Elizabeth no respondió a la pregunta de Mayron. En su lugar, una sonrisa enigmática, casi triste, se dibujó en sus labios. Miró más allá de ellos, hacia un balcón de mármol que se abría a la noche. —Hablemos donde el aire sea más claro, príncipes. La verdad a veces necesita espacio para respirar.
Sin esperar respuesta, se dirigió hacia el balcón, sabiendo que la seguirían. Veldora se mantuvo a una distancia prudente pero constante. Una vez fuera, el sonido de la fiesta se convirtió en un murmullo lejano. La brisa nocturna era fresca, y el jardín encantado brillaba debajo de ellos. Sobre sus cabezas, la noche mostraba su perfecto y falso firmamento.
—Digamos que tiene razón, Mayron —dijo Elizabeth, su voz ahora desprovista de toda fragilidad—. Que habitamos una esfera sellada. Una jaula de oro y magia. Acepto su premisa. Pero eso solo me lleva a preguntas más profundas.
Se apoyó en la barandilla de mármol y miró hacia el cielo artificial. —Si este mundo es una esfera… ¿dónde está esa esfera? ¿Flota en la nada? ¿Qué es el Ether que la contiene? ¿Y la pregunta más importante, príncipes... —se giró para mirarlos, sus ojos rojos brillando con una intensidad que los hizo callar— ...quién, o qué, la construyó?
El silencio que siguió fue absoluto.
Mayron, el prodigio cuya mente contenía el conocimiento de miles de tomos, abrió la boca para responder, pero no salió ningún sonido. Se quedó inmóvil, su expresión de superioridad intelectual reemplazada por una de genuina perplejidad. Jamás se lo había cuestionado. Era un axioma, el punto de partida de toda la ciencia y la magia conocida. No se cuestionaba el principio.
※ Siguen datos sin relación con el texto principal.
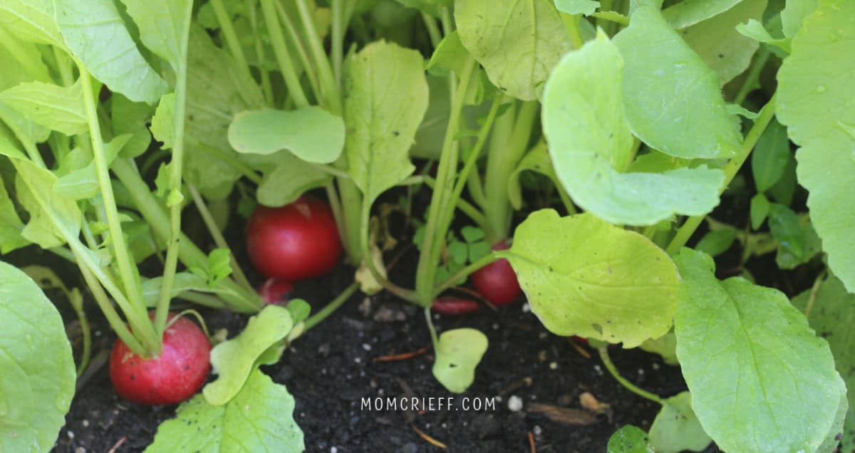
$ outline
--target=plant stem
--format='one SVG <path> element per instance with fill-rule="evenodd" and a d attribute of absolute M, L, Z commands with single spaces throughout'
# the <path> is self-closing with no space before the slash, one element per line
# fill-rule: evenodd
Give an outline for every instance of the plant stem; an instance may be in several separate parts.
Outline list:
<path fill-rule="evenodd" d="M 309 331 L 309 329 L 314 327 L 315 326 L 317 326 L 318 323 L 327 319 L 327 316 L 334 313 L 335 310 L 339 309 L 339 307 L 341 307 L 345 302 L 347 302 L 347 299 L 351 298 L 351 296 L 352 296 L 353 293 L 357 291 L 357 288 L 359 288 L 358 283 L 357 282 L 351 283 L 350 286 L 345 289 L 345 291 L 341 291 L 341 294 L 339 294 L 338 297 L 333 299 L 333 302 L 330 302 L 329 303 L 327 304 L 326 307 L 321 309 L 321 311 L 307 318 L 306 321 L 304 321 L 303 323 L 303 333 L 301 333 L 300 335 L 305 334 L 305 332 Z"/>
<path fill-rule="evenodd" d="M 309 99 L 306 98 L 306 94 L 303 91 L 303 86 L 300 85 L 300 79 L 297 76 L 297 72 L 294 71 L 294 67 L 291 62 L 288 46 L 285 43 L 285 36 L 282 34 L 282 29 L 276 17 L 276 7 L 274 4 L 274 0 L 260 1 L 262 3 L 262 15 L 264 16 L 264 22 L 267 25 L 268 32 L 270 34 L 274 54 L 276 56 L 276 62 L 279 63 L 279 68 L 282 72 L 282 77 L 285 79 L 285 85 L 288 88 L 288 94 L 294 100 L 294 104 L 297 105 L 298 109 L 308 107 Z"/>
<path fill-rule="evenodd" d="M 760 109 L 760 114 L 758 115 L 757 120 L 754 121 L 754 125 L 752 126 L 751 130 L 748 131 L 748 134 L 746 135 L 745 140 L 742 142 L 741 151 L 739 156 L 734 157 L 724 166 L 724 183 L 722 185 L 722 188 L 719 189 L 718 194 L 721 195 L 727 189 L 728 185 L 730 181 L 734 179 L 736 174 L 740 171 L 742 164 L 745 163 L 746 160 L 748 159 L 748 156 L 751 155 L 752 150 L 757 145 L 758 140 L 760 139 L 760 136 L 763 135 L 764 131 L 766 130 L 766 126 L 769 126 L 770 121 L 772 121 L 772 117 L 775 115 L 775 95 L 772 96 L 772 98 L 766 103 L 766 105 Z M 694 233 L 698 226 L 704 221 L 705 215 L 693 215 L 686 219 L 686 221 L 680 226 L 677 230 L 676 234 L 671 242 L 668 244 L 665 251 L 669 255 L 674 256 L 680 252 L 680 249 L 686 245 L 688 242 L 689 238 Z"/>
<path fill-rule="evenodd" d="M 439 154 L 439 166 L 437 169 L 436 186 L 431 196 L 428 222 L 425 226 L 425 236 L 422 244 L 422 253 L 419 255 L 418 266 L 416 272 L 416 291 L 419 296 L 419 303 L 427 307 L 432 302 L 433 292 L 433 279 L 436 276 L 437 262 L 445 232 L 439 231 L 439 221 L 445 203 L 451 199 L 454 176 L 457 168 L 457 140 L 455 138 L 460 128 L 460 116 L 469 79 L 475 68 L 472 57 L 467 58 L 460 75 L 457 96 L 452 97 L 451 114 L 445 136 L 443 139 L 442 150 Z"/>
<path fill-rule="evenodd" d="M 196 186 L 190 183 L 187 183 L 187 190 L 190 191 L 190 196 L 193 198 L 193 203 L 196 204 L 196 209 L 199 210 L 199 215 L 202 215 L 202 221 L 204 222 L 205 226 L 208 228 L 208 232 L 214 239 L 214 244 L 216 244 L 216 246 L 221 249 L 226 249 L 228 250 L 228 256 L 232 265 L 232 274 L 234 274 L 234 279 L 237 280 L 239 285 L 243 285 L 244 286 L 246 286 L 247 289 L 251 290 L 252 285 L 250 285 L 250 280 L 246 279 L 246 275 L 244 275 L 244 271 L 240 270 L 240 265 L 238 264 L 238 260 L 235 258 L 234 253 L 226 242 L 226 238 L 222 237 L 222 232 L 221 232 L 220 228 L 217 227 L 216 222 L 214 221 L 214 216 L 212 216 L 210 211 L 208 210 L 208 206 L 205 205 L 205 201 L 202 199 L 202 196 L 199 195 L 199 191 L 196 190 Z"/>
<path fill-rule="evenodd" d="M 442 291 L 451 288 L 451 286 L 454 286 L 455 285 L 457 285 L 458 281 L 460 281 L 463 279 L 465 279 L 466 277 L 469 277 L 469 274 L 471 274 L 473 272 L 475 272 L 476 270 L 483 268 L 484 266 L 486 266 L 487 264 L 490 264 L 492 262 L 498 261 L 499 259 L 501 258 L 494 253 L 490 253 L 485 255 L 484 256 L 481 256 L 481 258 L 475 260 L 474 262 L 469 263 L 469 266 L 457 271 L 454 275 L 449 277 L 448 279 L 446 279 L 445 281 L 439 284 L 434 290 L 433 297 L 435 297 L 439 296 Z"/>
<path fill-rule="evenodd" d="M 660 397 L 658 395 L 655 393 L 651 393 L 650 391 L 639 388 L 632 382 L 627 380 L 626 378 L 624 378 L 623 376 L 621 375 L 620 373 L 618 373 L 617 368 L 615 367 L 615 364 L 612 363 L 611 362 L 611 357 L 609 356 L 608 348 L 609 348 L 608 346 L 601 346 L 599 348 L 597 348 L 597 350 L 599 352 L 599 358 L 602 359 L 603 364 L 605 365 L 605 368 L 609 370 L 609 373 L 611 374 L 611 375 L 617 380 L 617 382 L 620 382 L 621 385 L 626 387 L 627 390 L 628 390 L 629 391 L 632 391 L 633 393 L 643 398 L 649 399 L 654 403 L 658 403 L 659 404 L 664 406 L 665 401 L 662 399 L 662 397 Z"/>
<path fill-rule="evenodd" d="M 181 193 L 181 177 L 184 174 L 184 123 L 187 111 L 187 45 L 190 38 L 190 21 L 192 16 L 193 3 L 187 2 L 187 10 L 185 11 L 186 22 L 182 24 L 180 38 L 180 61 L 173 62 L 175 71 L 175 105 L 173 112 L 173 137 L 174 143 L 172 148 L 172 159 L 169 162 L 171 174 L 169 175 L 170 198 L 174 193 Z M 169 236 L 167 239 L 166 260 L 163 264 L 163 280 L 157 303 L 155 306 L 155 331 L 157 337 L 163 335 L 166 329 L 167 316 L 169 313 L 169 302 L 172 298 L 172 285 L 178 270 L 179 241 L 181 236 L 181 199 L 172 200 L 169 206 Z"/>
<path fill-rule="evenodd" d="M 95 162 L 98 186 L 101 190 L 101 198 L 103 202 L 103 206 L 107 216 L 110 241 L 113 244 L 113 254 L 119 268 L 122 286 L 125 288 L 125 295 L 127 297 L 130 313 L 126 312 L 125 315 L 131 323 L 135 334 L 141 337 L 146 349 L 157 354 L 160 352 L 161 347 L 160 336 L 156 334 L 156 330 L 153 330 L 151 323 L 149 321 L 145 303 L 143 302 L 142 289 L 139 285 L 139 274 L 137 273 L 137 268 L 131 258 L 125 234 L 121 229 L 121 221 L 119 220 L 119 210 L 116 209 L 115 197 L 113 194 L 113 183 L 109 177 L 109 168 L 103 149 L 104 144 L 101 139 L 101 126 L 98 124 L 89 72 L 80 62 L 78 69 L 80 73 L 80 85 L 83 87 L 83 103 L 89 122 L 92 157 Z"/>

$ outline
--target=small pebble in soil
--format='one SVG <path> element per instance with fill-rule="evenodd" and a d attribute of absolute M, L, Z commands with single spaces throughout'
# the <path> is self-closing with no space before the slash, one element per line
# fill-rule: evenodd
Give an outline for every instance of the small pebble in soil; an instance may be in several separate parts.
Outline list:
<path fill-rule="evenodd" d="M 519 412 L 522 410 L 522 398 L 517 397 L 516 395 L 511 395 L 508 398 L 508 409 L 511 412 Z"/>

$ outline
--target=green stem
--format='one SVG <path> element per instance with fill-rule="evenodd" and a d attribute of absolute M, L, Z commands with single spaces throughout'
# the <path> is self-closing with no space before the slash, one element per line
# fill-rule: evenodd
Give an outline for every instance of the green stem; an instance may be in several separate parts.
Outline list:
<path fill-rule="evenodd" d="M 639 388 L 632 382 L 627 380 L 626 378 L 624 378 L 623 376 L 621 375 L 620 373 L 618 373 L 617 368 L 615 367 L 615 364 L 612 363 L 611 362 L 611 357 L 609 356 L 608 348 L 609 348 L 608 346 L 602 346 L 600 348 L 598 348 L 597 350 L 599 352 L 599 358 L 603 361 L 603 364 L 605 365 L 605 368 L 609 370 L 609 373 L 611 374 L 611 375 L 615 378 L 615 379 L 616 379 L 617 382 L 620 382 L 621 385 L 626 387 L 627 390 L 628 390 L 629 391 L 632 391 L 633 393 L 643 398 L 649 399 L 654 403 L 658 403 L 659 404 L 664 406 L 665 400 L 662 399 L 661 397 L 659 397 L 655 393 L 651 393 L 650 391 Z"/>
<path fill-rule="evenodd" d="M 428 222 L 425 226 L 425 236 L 422 244 L 422 253 L 416 272 L 416 291 L 419 295 L 419 303 L 427 307 L 432 303 L 433 279 L 436 276 L 437 263 L 443 245 L 445 232 L 439 231 L 439 221 L 444 212 L 445 203 L 451 199 L 457 161 L 457 140 L 456 136 L 460 128 L 460 117 L 465 101 L 466 89 L 475 68 L 475 62 L 468 58 L 460 75 L 457 93 L 453 97 L 448 126 L 443 139 L 442 150 L 439 154 L 439 166 L 437 169 L 436 186 L 431 196 L 430 209 Z"/>
<path fill-rule="evenodd" d="M 757 145 L 758 140 L 760 139 L 760 136 L 763 135 L 764 131 L 766 130 L 766 126 L 772 121 L 772 117 L 775 115 L 775 98 L 776 95 L 773 95 L 772 98 L 766 103 L 766 105 L 763 107 L 760 110 L 760 114 L 758 115 L 757 120 L 754 121 L 754 125 L 752 126 L 748 134 L 746 135 L 745 140 L 742 142 L 742 149 L 740 150 L 740 155 L 734 157 L 724 166 L 724 183 L 722 185 L 721 189 L 718 191 L 718 194 L 721 195 L 724 192 L 724 190 L 728 188 L 728 185 L 730 181 L 734 180 L 736 174 L 742 168 L 742 164 L 746 162 L 748 159 L 748 156 L 751 155 L 752 150 Z M 686 219 L 686 221 L 680 226 L 677 230 L 676 234 L 671 242 L 668 244 L 665 251 L 669 255 L 676 255 L 680 249 L 686 245 L 688 242 L 689 238 L 694 233 L 698 226 L 704 221 L 705 215 L 693 215 Z"/>
<path fill-rule="evenodd" d="M 475 272 L 476 270 L 483 268 L 484 266 L 486 266 L 487 264 L 490 264 L 491 262 L 498 261 L 499 259 L 501 258 L 494 253 L 490 253 L 481 256 L 481 258 L 475 260 L 474 262 L 469 263 L 469 266 L 457 271 L 454 275 L 449 277 L 448 279 L 446 279 L 445 281 L 437 285 L 436 289 L 434 290 L 433 297 L 435 297 L 436 296 L 439 296 L 440 293 L 442 293 L 442 291 L 451 288 L 451 286 L 454 286 L 455 285 L 457 284 L 458 281 L 469 277 L 469 274 L 471 274 L 473 272 Z"/>
<path fill-rule="evenodd" d="M 205 224 L 205 227 L 208 228 L 208 232 L 214 239 L 214 244 L 216 244 L 216 246 L 221 249 L 226 249 L 228 250 L 228 256 L 232 266 L 232 274 L 234 275 L 234 279 L 237 280 L 239 285 L 243 285 L 244 286 L 246 286 L 247 289 L 251 290 L 252 285 L 250 285 L 250 280 L 246 279 L 246 275 L 244 275 L 244 271 L 240 270 L 240 265 L 238 264 L 238 260 L 235 258 L 234 253 L 226 242 L 226 238 L 222 237 L 222 232 L 220 232 L 220 228 L 217 226 L 216 221 L 214 221 L 214 216 L 211 215 L 210 211 L 208 210 L 208 206 L 205 205 L 205 201 L 202 199 L 202 196 L 199 195 L 199 191 L 196 190 L 195 185 L 190 183 L 187 183 L 187 190 L 190 191 L 190 196 L 193 197 L 193 203 L 196 204 L 196 209 L 199 210 L 199 215 L 202 216 L 202 221 Z"/>
<path fill-rule="evenodd" d="M 131 258 L 125 234 L 121 229 L 121 221 L 119 220 L 119 210 L 116 209 L 115 197 L 113 194 L 113 183 L 109 177 L 103 142 L 101 140 L 101 126 L 97 121 L 95 97 L 89 79 L 89 73 L 82 63 L 78 63 L 78 68 L 80 74 L 80 85 L 83 87 L 83 103 L 89 122 L 92 157 L 98 179 L 98 186 L 101 189 L 102 204 L 107 216 L 110 242 L 113 244 L 113 254 L 131 311 L 131 313 L 125 313 L 125 315 L 131 322 L 133 332 L 137 335 L 140 335 L 148 350 L 156 354 L 160 352 L 160 336 L 156 335 L 156 331 L 152 329 L 151 323 L 149 321 L 145 303 L 143 301 L 142 288 L 139 285 L 139 274 L 133 260 Z"/>
<path fill-rule="evenodd" d="M 490 226 L 486 233 L 491 244 L 508 237 L 511 210 L 508 179 L 528 150 L 537 111 L 537 102 L 523 103 L 508 141 L 491 143 L 484 179 L 484 191 L 488 194 L 484 214 Z"/>
<path fill-rule="evenodd" d="M 334 313 L 335 310 L 339 309 L 339 307 L 347 302 L 347 299 L 351 298 L 351 296 L 357 291 L 357 288 L 359 288 L 358 283 L 351 283 L 350 286 L 341 292 L 341 294 L 333 299 L 333 302 L 327 303 L 326 307 L 321 309 L 321 311 L 307 318 L 303 323 L 303 332 L 300 335 L 305 334 L 309 329 L 317 326 L 319 322 L 327 319 L 327 316 Z"/>
<path fill-rule="evenodd" d="M 282 34 L 282 29 L 280 26 L 279 19 L 276 15 L 274 0 L 260 1 L 262 3 L 262 15 L 264 16 L 264 22 L 267 25 L 268 32 L 270 34 L 274 54 L 276 56 L 276 62 L 279 63 L 279 68 L 282 72 L 282 77 L 285 79 L 285 85 L 288 88 L 288 93 L 298 109 L 308 107 L 309 99 L 306 98 L 306 94 L 303 91 L 303 86 L 300 85 L 300 79 L 297 76 L 297 72 L 294 71 L 294 67 L 292 64 L 291 56 L 288 53 L 288 46 L 285 42 L 285 35 Z"/>
<path fill-rule="evenodd" d="M 173 63 L 175 71 L 175 105 L 173 114 L 172 160 L 169 167 L 170 197 L 181 193 L 181 177 L 184 174 L 184 123 L 187 111 L 187 45 L 190 38 L 190 21 L 192 16 L 193 3 L 187 2 L 185 11 L 186 21 L 181 25 L 183 35 L 180 41 L 180 61 Z M 166 248 L 166 261 L 163 264 L 163 280 L 157 303 L 155 306 L 155 331 L 161 337 L 166 329 L 167 316 L 169 314 L 169 302 L 172 298 L 172 286 L 178 271 L 179 242 L 181 235 L 180 198 L 172 200 L 169 206 L 169 236 Z"/>

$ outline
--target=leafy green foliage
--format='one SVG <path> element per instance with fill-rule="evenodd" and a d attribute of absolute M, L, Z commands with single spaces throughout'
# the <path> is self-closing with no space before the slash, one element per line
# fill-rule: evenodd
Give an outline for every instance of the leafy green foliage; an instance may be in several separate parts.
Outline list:
<path fill-rule="evenodd" d="M 852 327 L 855 325 L 855 295 L 848 293 L 843 283 L 831 276 L 819 285 L 815 295 L 805 291 L 793 299 L 793 305 L 805 312 L 811 327 L 828 340 L 837 372 L 846 381 L 849 409 L 840 451 L 851 451 L 855 449 L 855 332 Z"/>
<path fill-rule="evenodd" d="M 676 262 L 677 357 L 704 430 L 726 451 L 816 451 L 846 398 L 828 344 L 780 291 L 719 281 L 690 249 Z"/>
<path fill-rule="evenodd" d="M 718 203 L 720 170 L 619 173 L 633 156 L 621 62 L 617 48 L 600 34 L 552 72 L 544 91 L 543 128 L 558 179 L 577 205 L 614 223 L 652 225 L 675 213 L 709 212 Z"/>
<path fill-rule="evenodd" d="M 315 163 L 335 162 L 345 147 L 345 122 L 320 107 L 241 112 L 228 126 L 228 143 L 241 153 L 288 150 Z"/>
<path fill-rule="evenodd" d="M 0 262 L 0 450 L 53 447 L 74 395 L 62 319 L 26 274 Z"/>
<path fill-rule="evenodd" d="M 272 355 L 272 362 L 276 362 L 281 354 L 278 344 L 288 336 L 293 326 L 286 309 L 267 305 L 250 318 L 239 335 L 215 346 L 211 350 L 211 366 L 220 376 L 203 389 L 205 401 L 221 406 L 236 397 L 241 389 L 250 386 L 247 379 L 256 367 L 256 360 L 262 356 L 270 359 L 271 356 L 265 353 L 274 349 L 278 352 Z"/>
<path fill-rule="evenodd" d="M 666 399 L 650 427 L 649 444 L 657 453 L 702 451 L 711 441 L 692 411 L 688 391 Z"/>
<path fill-rule="evenodd" d="M 562 218 L 541 209 L 516 228 L 510 250 L 497 253 L 554 333 L 632 348 L 671 327 L 676 268 L 640 234 L 591 214 Z"/>
<path fill-rule="evenodd" d="M 475 379 L 475 368 L 486 348 L 486 336 L 481 331 L 462 328 L 442 332 L 434 345 L 433 376 L 449 391 L 466 391 Z"/>
<path fill-rule="evenodd" d="M 836 56 L 855 54 L 853 19 L 855 3 L 842 0 L 821 2 L 805 17 L 778 74 L 777 103 L 778 120 L 801 146 L 796 152 L 799 182 L 810 192 L 807 205 L 828 266 L 852 291 L 855 209 L 849 194 L 855 192 L 855 90 L 847 77 L 855 72 L 855 60 Z"/>
<path fill-rule="evenodd" d="M 454 6 L 463 46 L 509 96 L 536 99 L 550 71 L 572 48 L 552 0 L 457 0 Z"/>
<path fill-rule="evenodd" d="M 742 140 L 717 75 L 657 10 L 639 8 L 615 45 L 625 63 L 623 104 L 636 136 L 677 157 L 729 157 L 739 151 Z M 682 133 L 687 130 L 693 133 Z"/>
<path fill-rule="evenodd" d="M 408 151 L 428 109 L 422 56 L 373 43 L 348 59 L 344 84 L 348 172 L 371 203 L 416 169 Z"/>
<path fill-rule="evenodd" d="M 284 310 L 284 309 L 282 309 Z M 304 451 L 303 431 L 294 421 L 294 397 L 285 385 L 253 370 L 237 395 L 215 406 L 197 395 L 161 424 L 147 453 Z"/>

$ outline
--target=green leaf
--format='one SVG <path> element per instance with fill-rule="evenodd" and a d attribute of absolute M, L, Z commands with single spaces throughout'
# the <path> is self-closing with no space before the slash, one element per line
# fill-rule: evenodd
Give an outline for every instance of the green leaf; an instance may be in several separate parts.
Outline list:
<path fill-rule="evenodd" d="M 624 425 L 609 438 L 607 453 L 652 453 L 647 448 L 647 433 L 641 428 Z"/>
<path fill-rule="evenodd" d="M 676 262 L 677 357 L 705 431 L 725 451 L 816 451 L 846 397 L 828 343 L 777 290 L 719 281 L 691 249 Z"/>
<path fill-rule="evenodd" d="M 544 91 L 544 134 L 555 172 L 573 201 L 609 221 L 629 225 L 712 210 L 724 179 L 721 170 L 618 173 L 628 167 L 633 149 L 622 112 L 621 56 L 601 33 L 568 54 Z"/>
<path fill-rule="evenodd" d="M 0 450 L 50 450 L 77 376 L 65 326 L 26 274 L 0 262 Z"/>
<path fill-rule="evenodd" d="M 665 400 L 650 427 L 650 446 L 657 453 L 702 451 L 712 442 L 692 410 L 692 396 L 681 391 Z"/>
<path fill-rule="evenodd" d="M 15 109 L 27 120 L 66 135 L 89 131 L 80 79 L 71 86 L 38 81 L 22 83 L 0 92 L 0 102 Z"/>
<path fill-rule="evenodd" d="M 781 11 L 781 25 L 784 36 L 787 38 L 795 36 L 802 22 L 818 4 L 818 0 L 787 0 L 787 7 Z"/>
<path fill-rule="evenodd" d="M 677 361 L 677 337 L 673 332 L 669 332 L 658 338 L 649 339 L 639 344 L 639 348 L 658 354 L 662 356 L 662 361 L 668 365 L 680 365 L 680 362 Z"/>
<path fill-rule="evenodd" d="M 366 203 L 416 169 L 408 152 L 428 109 L 422 68 L 417 51 L 383 41 L 365 46 L 346 62 L 345 153 L 348 172 Z"/>
<path fill-rule="evenodd" d="M 591 214 L 541 209 L 517 226 L 510 250 L 494 253 L 510 262 L 532 311 L 553 333 L 633 348 L 671 327 L 676 268 L 637 232 Z"/>
<path fill-rule="evenodd" d="M 760 44 L 736 31 L 742 22 L 763 17 L 766 0 L 741 0 L 730 9 L 681 32 L 683 39 L 718 74 L 721 85 L 742 74 Z"/>
<path fill-rule="evenodd" d="M 828 340 L 837 372 L 846 381 L 848 415 L 840 451 L 852 451 L 855 450 L 855 332 L 852 329 L 855 295 L 847 292 L 843 282 L 831 276 L 819 285 L 812 303 L 811 290 L 807 290 L 793 299 L 793 305 L 802 311 L 811 305 L 808 322 Z"/>
<path fill-rule="evenodd" d="M 775 119 L 760 136 L 751 156 L 751 169 L 758 192 L 768 191 L 778 182 L 790 159 L 790 141 L 787 128 Z"/>
<path fill-rule="evenodd" d="M 176 72 L 186 68 L 186 26 L 192 0 L 121 0 L 139 28 L 139 38 L 157 56 L 169 62 Z"/>
<path fill-rule="evenodd" d="M 157 109 L 151 117 L 151 135 L 155 139 L 163 142 L 161 148 L 171 150 L 175 145 L 174 119 L 175 119 L 175 93 L 164 94 L 157 103 Z"/>
<path fill-rule="evenodd" d="M 202 389 L 205 400 L 221 406 L 235 397 L 255 369 L 256 360 L 286 338 L 293 326 L 287 309 L 266 305 L 250 318 L 239 335 L 215 346 L 211 350 L 211 367 L 219 377 Z"/>
<path fill-rule="evenodd" d="M 130 134 L 131 139 L 122 149 L 120 156 L 133 159 L 149 149 L 151 133 L 146 123 L 151 117 L 151 109 L 145 103 L 133 103 L 119 93 L 111 97 L 110 117 L 113 121 L 113 132 L 116 135 Z"/>
<path fill-rule="evenodd" d="M 736 155 L 742 140 L 731 125 L 718 76 L 659 11 L 639 8 L 615 44 L 625 62 L 624 111 L 636 136 L 677 157 Z"/>
<path fill-rule="evenodd" d="M 0 3 L 0 26 L 25 41 L 61 48 L 65 44 L 54 20 L 53 0 L 4 0 Z"/>
<path fill-rule="evenodd" d="M 751 227 L 752 230 L 758 230 L 763 225 L 763 221 L 765 221 L 766 216 L 769 215 L 770 206 L 769 199 L 762 193 L 758 193 L 752 197 L 750 212 Z"/>
<path fill-rule="evenodd" d="M 799 182 L 809 193 L 811 219 L 835 275 L 855 291 L 855 3 L 826 0 L 793 38 L 778 73 L 777 115 L 800 145 Z"/>
<path fill-rule="evenodd" d="M 783 204 L 775 203 L 770 206 L 769 229 L 778 241 L 775 261 L 782 269 L 807 262 L 822 251 L 822 243 L 810 221 L 803 221 Z"/>
<path fill-rule="evenodd" d="M 146 453 L 231 453 L 305 450 L 294 421 L 294 397 L 285 385 L 253 370 L 227 404 L 215 406 L 197 395 L 181 404 L 175 418 L 157 427 Z"/>
<path fill-rule="evenodd" d="M 475 368 L 486 352 L 486 335 L 475 329 L 452 329 L 442 332 L 434 347 L 433 377 L 449 391 L 466 391 L 475 379 Z"/>
<path fill-rule="evenodd" d="M 244 157 L 228 144 L 228 126 L 238 113 L 260 109 L 264 97 L 201 26 L 191 28 L 188 47 L 184 177 L 207 199 L 221 200 L 241 177 L 222 156 Z"/>
<path fill-rule="evenodd" d="M 241 112 L 228 126 L 238 152 L 273 154 L 288 150 L 315 163 L 335 162 L 345 147 L 345 121 L 320 107 Z"/>
<path fill-rule="evenodd" d="M 552 0 L 457 0 L 454 19 L 461 42 L 490 81 L 524 101 L 538 97 L 550 71 L 572 49 Z"/>
<path fill-rule="evenodd" d="M 139 53 L 111 0 L 54 0 L 54 6 L 72 53 L 110 90 L 148 103 L 167 91 L 166 82 Z"/>
<path fill-rule="evenodd" d="M 264 206 L 277 208 L 294 202 L 310 189 L 323 187 L 333 175 L 287 152 L 278 153 L 276 166 L 264 174 L 256 196 Z"/>
<path fill-rule="evenodd" d="M 555 0 L 555 7 L 562 13 L 569 15 L 591 15 L 599 8 L 599 2 L 594 0 Z"/>
<path fill-rule="evenodd" d="M 695 250 L 706 253 L 711 256 L 718 256 L 728 251 L 736 240 L 736 228 L 725 227 L 711 231 L 704 235 L 695 245 Z"/>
Narel, por su parte, ya no parecía aburrido. Inclinó la cabeza, sus ojos somnolientos ahora muy abiertos, fijos en Elizabeth con una nueva y devoradora curiosidad.
—¿Cuál es la naturaleza de esa barrera? —continuó Elizabeth, presionando su ventaja—. ¿Es la única esfera que existe? ¿O somos solo un grano de arena en un desierto de creaciones similares? ¿Nunca se han preguntado si hay algo más grande que nosotros ahí fuera?
Otro silencio. Mayron, visiblemente incómodo por no tener una respuesta, se mordió el labio. La lógica de la niña era simple, infantil casi, y sin embargo, había abierto una grieta en los cimientos de su entendimiento del universo.
—Creo que Eliza tiene un punto —dijo finalmente Narel, su voz perdiendo el tono monótono y adquiriendo un matiz reflexivo—. Tal vez sea una investigación breve… un pasatiempo de unos cuantos siglos. Pero al menos sería algo distinto. Algo nuevo.
—Narel… —dijo ella, mirándolo directo a los ojos, su voz ahora afilada como una cuchilla—. Lo que ustedes, los inmortales, llaman "aburrimiento" por haberlo visto todo… para alguien como yo, con una vida finita… se llama pereza.